EUROPA/GEORGIA - O testemunho dos voluntários da Operação Colomba, o Corpo Não-violento de Paz da Comunidade Papa João XXIII: “a nossa presença nesses lugares quer ser um pequeno sinal de partilha direta, um pequeno sinal de paz”

Quarta, 8 Outubro 2008

Tbilisi (Agência Fides) – Publicamos o testemunho enviado à Agência Fides dos voluntários da Operação Colomba, o Corpo Não-violento de Paz da Comunidade Papa João XXIII fundada por padre Oreste Benzi. A Comunidade está presente na Georgia desde julho de 2007.
4 de outubro de 2008. Estamos em viagem. Viajamos num velho ônibus que parecia ter o motor de um veículo mais velho ainda... Em movimento, com a sua lotação máxima de cerca de cinqüenta pessoas, alcança uma velocidade de cerca de, pelo menos é o que parece, 60 km por hora, dá a impressão de se mover por inércia, desafiando todas as leis da física… Este ônibus acompanha os georgianos de Tbilisi a Gori… e dois estrangeiros, dois italianos.
Dois italianos que, desafiando a propaganda e a informação, decidiram ir novamente por alguns dias à área controlada pelas tropas Russas, chamada de “Buffer Zone”, a poucos minutos à pé da auto-proclamada capital de Ossétia do sul de Tskhinvali, precisamente em Nikosi.
Nikosi, um dos muitos vilarejos georgianos que durante a guerra de agosto, viu a fuga de três mil de seus habitantes para escapar dos pesados bombardeios russos e georgianos. Atualmente, Nikosi parece um vilarejo fantasma, permaneceram somente os habitantes idosos, cerca de 250, idade media 70 anos. Vivem numa situação de pobreza dramática, de isolamento, entre dois postos de controle russos…Mas não é o que mais preocupa. São os ossetas, ou melhor, bandos de paramilitares autorizados pelo governo local da Ossétia do sul que, dia e noite, os ameaçam, atemorizam e tiram o pouco que restou nas suas casas. Fundamentalmente, tentam fazê-los abandonar completamente o vilarejo: “partam para a sua Georgia!”.

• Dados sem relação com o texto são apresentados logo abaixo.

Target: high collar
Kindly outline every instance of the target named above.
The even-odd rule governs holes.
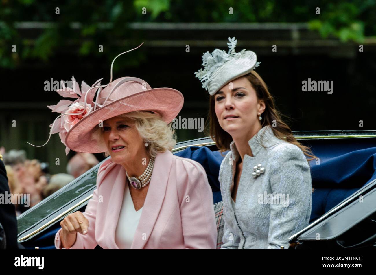
[[[264,146],[267,146],[267,142],[274,137],[273,130],[270,125],[267,125],[261,128],[251,139],[248,141],[248,144],[252,150],[253,156],[256,156],[260,149]],[[238,149],[233,140],[230,144],[230,149],[232,155],[232,158],[237,161],[240,156]]]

Mas voltemos no tempo. Viajando para Gori, da janela opaca do ônibus avistamos um grande canteiro de obras, talvez 100 casas, talvez mais, uma nova cidade está nascendo. O governo decidiu que com as ajudas internacionais construirá casas para aqueles que não poderão mais voltar aos seus vilarejos.
O meu pensamento e o de Fabrizio, companheiro de viagem da Operação Colomba (Corpo Não-violento de Paz da Comunidade Papa João XXIII) lembra de situações já vistas e vividas em outras partes do mundo; a última, ontem à noite, num mega campo de refugiados em Tbilisi: outros já decidiram o futuro dessas pessoas, eles não poderão mais voltar aos seus vilarejos e, assim, não perderão só a casa mas também a própria história e identidade… Estas são as pessoas que parecem estar perdendo a própria cidadania.
Os refugiados em Tbilisi nos diziam que não queriam uma outra casa, mas queriam simplesmente a “sua” casa… esta é a oração que diariamente dirigem a Deus; e quando lhes perguntamos se também pediram aos seus governantes, inclinando a cabeça novamente responderam: “continuaremos a pedir a Deus”. Parece já terem entendido que é uma história sem volta, que alguém já decidiu por eles.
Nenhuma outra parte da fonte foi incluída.